When we watch death scenes in movies or on TV, they are often brutal and horrific. Do most of us even flinch or think twice about what we have just seen?

According to Daniel Johnson, MD, chief of the Palliative Care Department at Kaiser Permanente, it seems that not many viewers are fazed by the horrors of people dying in the films. This was the topic of the December 12, Arts in Medicine lecture by Johnson, titled “Last breaths and exploring life’s end through popular film.”

Most movies depict death with no social or personal context. Kids see death on television or in a film and might get the message that violence is painless – and justified.

During the lecture, Johnson showed clips from movies depicting the nonchalance of death and dying, including Butch Cassidy and the Sundance Kid and Thelma and Louise.
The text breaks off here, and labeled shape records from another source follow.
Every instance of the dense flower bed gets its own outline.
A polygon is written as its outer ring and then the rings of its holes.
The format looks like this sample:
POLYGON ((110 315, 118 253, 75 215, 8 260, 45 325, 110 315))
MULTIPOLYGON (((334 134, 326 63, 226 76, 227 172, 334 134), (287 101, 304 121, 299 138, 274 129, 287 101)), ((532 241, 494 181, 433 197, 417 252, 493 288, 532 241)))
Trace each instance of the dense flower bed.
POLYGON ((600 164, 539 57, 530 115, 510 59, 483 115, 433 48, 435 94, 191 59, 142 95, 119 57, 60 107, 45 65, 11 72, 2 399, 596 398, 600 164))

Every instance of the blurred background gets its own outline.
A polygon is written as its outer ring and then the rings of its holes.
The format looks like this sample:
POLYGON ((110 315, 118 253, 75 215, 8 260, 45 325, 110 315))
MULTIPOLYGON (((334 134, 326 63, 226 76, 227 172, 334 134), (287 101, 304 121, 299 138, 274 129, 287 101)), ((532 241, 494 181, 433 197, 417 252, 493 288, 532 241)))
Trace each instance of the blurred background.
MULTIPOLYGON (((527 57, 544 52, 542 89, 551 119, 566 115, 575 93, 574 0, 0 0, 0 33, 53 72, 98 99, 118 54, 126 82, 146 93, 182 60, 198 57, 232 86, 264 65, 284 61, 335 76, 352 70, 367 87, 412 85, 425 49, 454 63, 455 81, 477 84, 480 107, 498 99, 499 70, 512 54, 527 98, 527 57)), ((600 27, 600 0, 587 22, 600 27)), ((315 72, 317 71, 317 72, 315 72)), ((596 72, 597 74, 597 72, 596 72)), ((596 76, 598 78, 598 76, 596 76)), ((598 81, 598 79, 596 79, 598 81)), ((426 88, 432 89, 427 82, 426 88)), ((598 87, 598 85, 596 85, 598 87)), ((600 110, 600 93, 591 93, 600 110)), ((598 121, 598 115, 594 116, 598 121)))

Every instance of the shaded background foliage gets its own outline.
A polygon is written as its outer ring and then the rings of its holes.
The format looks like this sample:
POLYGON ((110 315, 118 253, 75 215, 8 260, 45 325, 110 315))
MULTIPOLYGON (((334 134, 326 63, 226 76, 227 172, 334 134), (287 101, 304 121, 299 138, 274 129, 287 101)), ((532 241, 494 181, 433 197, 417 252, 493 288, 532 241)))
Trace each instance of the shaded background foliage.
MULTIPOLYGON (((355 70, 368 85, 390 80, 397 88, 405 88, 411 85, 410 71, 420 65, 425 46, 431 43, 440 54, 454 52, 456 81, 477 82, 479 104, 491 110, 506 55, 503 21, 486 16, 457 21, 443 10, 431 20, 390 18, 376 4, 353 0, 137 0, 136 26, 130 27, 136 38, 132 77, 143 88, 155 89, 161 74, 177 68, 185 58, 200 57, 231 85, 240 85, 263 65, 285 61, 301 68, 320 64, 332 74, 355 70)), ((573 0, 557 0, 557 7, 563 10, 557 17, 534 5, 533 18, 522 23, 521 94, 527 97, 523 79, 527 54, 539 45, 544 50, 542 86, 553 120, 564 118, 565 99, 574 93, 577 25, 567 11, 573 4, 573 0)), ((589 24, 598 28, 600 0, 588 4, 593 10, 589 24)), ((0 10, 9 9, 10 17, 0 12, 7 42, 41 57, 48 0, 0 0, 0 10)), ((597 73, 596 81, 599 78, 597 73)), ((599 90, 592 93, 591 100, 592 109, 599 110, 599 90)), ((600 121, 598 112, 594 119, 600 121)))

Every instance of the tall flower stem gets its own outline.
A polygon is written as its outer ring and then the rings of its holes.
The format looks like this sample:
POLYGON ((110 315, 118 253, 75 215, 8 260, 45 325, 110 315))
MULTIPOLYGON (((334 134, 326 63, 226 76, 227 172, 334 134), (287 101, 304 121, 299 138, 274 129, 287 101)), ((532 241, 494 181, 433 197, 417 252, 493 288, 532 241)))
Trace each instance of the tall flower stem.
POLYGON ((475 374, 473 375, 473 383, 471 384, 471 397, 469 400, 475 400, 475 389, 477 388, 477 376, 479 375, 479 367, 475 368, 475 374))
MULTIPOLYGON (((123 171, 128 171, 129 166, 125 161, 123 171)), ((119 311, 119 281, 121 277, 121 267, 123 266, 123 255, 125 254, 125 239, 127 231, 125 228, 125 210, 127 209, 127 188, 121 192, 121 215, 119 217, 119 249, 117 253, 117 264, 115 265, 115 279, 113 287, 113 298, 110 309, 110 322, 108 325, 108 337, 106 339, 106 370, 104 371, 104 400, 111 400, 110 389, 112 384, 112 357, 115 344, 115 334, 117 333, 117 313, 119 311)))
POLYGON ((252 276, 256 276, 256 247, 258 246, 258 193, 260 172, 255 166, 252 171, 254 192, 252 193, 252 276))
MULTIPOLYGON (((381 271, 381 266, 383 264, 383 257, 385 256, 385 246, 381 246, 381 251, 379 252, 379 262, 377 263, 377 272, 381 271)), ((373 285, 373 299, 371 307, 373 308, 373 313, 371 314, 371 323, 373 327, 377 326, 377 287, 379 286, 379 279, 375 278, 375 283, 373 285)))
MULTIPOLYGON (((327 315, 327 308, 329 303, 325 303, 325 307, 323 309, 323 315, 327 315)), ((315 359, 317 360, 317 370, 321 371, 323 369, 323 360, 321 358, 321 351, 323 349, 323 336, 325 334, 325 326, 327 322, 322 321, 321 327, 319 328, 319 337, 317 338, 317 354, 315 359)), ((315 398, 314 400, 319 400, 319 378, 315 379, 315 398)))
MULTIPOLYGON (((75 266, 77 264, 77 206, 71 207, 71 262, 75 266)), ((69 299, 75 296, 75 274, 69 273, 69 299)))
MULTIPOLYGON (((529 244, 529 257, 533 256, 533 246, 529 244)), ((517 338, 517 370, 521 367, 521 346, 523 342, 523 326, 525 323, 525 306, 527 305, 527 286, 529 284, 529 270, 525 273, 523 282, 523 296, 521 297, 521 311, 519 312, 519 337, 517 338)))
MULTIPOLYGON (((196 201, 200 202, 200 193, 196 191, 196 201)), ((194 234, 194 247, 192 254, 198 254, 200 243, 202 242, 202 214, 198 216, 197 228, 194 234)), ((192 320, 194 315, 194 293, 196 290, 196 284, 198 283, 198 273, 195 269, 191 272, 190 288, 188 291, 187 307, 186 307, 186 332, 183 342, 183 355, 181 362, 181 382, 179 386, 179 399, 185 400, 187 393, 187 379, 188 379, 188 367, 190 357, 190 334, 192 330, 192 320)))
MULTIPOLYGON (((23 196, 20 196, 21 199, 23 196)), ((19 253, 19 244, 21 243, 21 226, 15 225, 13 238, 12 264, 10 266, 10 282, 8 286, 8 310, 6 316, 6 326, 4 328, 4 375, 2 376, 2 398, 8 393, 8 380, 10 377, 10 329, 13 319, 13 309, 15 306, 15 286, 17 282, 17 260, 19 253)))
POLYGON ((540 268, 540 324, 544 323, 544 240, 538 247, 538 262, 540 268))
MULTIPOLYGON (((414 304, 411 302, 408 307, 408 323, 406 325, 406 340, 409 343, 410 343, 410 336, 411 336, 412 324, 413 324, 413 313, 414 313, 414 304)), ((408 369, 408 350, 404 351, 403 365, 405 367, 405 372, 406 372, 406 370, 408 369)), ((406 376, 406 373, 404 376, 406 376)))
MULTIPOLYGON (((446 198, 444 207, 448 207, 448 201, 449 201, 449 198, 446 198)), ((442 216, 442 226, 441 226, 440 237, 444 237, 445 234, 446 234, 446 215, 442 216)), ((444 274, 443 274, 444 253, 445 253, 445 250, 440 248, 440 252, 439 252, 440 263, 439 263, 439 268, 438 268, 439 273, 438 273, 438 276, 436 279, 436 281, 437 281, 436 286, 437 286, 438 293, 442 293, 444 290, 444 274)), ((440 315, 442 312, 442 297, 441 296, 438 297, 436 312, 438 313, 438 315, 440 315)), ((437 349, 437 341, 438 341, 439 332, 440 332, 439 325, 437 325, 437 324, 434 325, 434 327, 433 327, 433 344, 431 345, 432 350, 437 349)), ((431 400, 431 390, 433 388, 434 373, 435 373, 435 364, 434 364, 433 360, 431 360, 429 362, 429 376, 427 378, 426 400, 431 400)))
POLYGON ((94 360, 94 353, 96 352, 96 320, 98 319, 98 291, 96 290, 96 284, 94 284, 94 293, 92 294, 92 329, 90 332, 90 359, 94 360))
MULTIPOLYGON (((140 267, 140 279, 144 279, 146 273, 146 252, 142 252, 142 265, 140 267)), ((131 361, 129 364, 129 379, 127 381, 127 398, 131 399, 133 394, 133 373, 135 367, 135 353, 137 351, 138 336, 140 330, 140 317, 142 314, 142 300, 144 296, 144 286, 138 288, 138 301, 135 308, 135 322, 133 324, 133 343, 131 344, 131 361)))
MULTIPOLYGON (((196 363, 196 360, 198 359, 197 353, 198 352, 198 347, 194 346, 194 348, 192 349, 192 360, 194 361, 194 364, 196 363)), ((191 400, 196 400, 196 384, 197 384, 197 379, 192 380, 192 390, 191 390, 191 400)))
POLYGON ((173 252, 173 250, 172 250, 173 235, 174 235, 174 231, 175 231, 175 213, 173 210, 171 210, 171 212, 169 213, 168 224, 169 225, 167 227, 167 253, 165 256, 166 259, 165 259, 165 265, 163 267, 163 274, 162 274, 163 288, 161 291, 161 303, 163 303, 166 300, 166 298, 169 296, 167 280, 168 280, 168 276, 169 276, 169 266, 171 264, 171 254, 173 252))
In the final scene of Butch Cassidy and the Sundance Kid, the train-robbing outlaws burst out of their hiding place into a field of gunfire – knowing they will die. However, the conversation they have only moments before their death is not somber but light: “What have we got to lose – just our lives?”

The same type of attitude is reflected in Thelma and Louise. The once-normal, women-turned-criminals spend their last moments smoking a cigarette and holding hands – and then drive off a cliff to escape the police. A seemingly casual decision to “go all the way,” ending their lives without trying to resolve any of the issues facing them.

In other research on the glamorization of death in films, Jonathan Hayes, MD, senior forensic pathologist in New York City’s Office of the Chief Medical Examiner and a freelance writer, describes what ails us as an “impairment of empathy of our ability to feel for others and to respect them.” He blames the hardening of the American heart on the glamorization of violence in music, movies, video games and television. And while it would be simplistic to suggest that media violence alone has the power to make people act out their aggressions, it tends to blurs the line between fantasy and reality.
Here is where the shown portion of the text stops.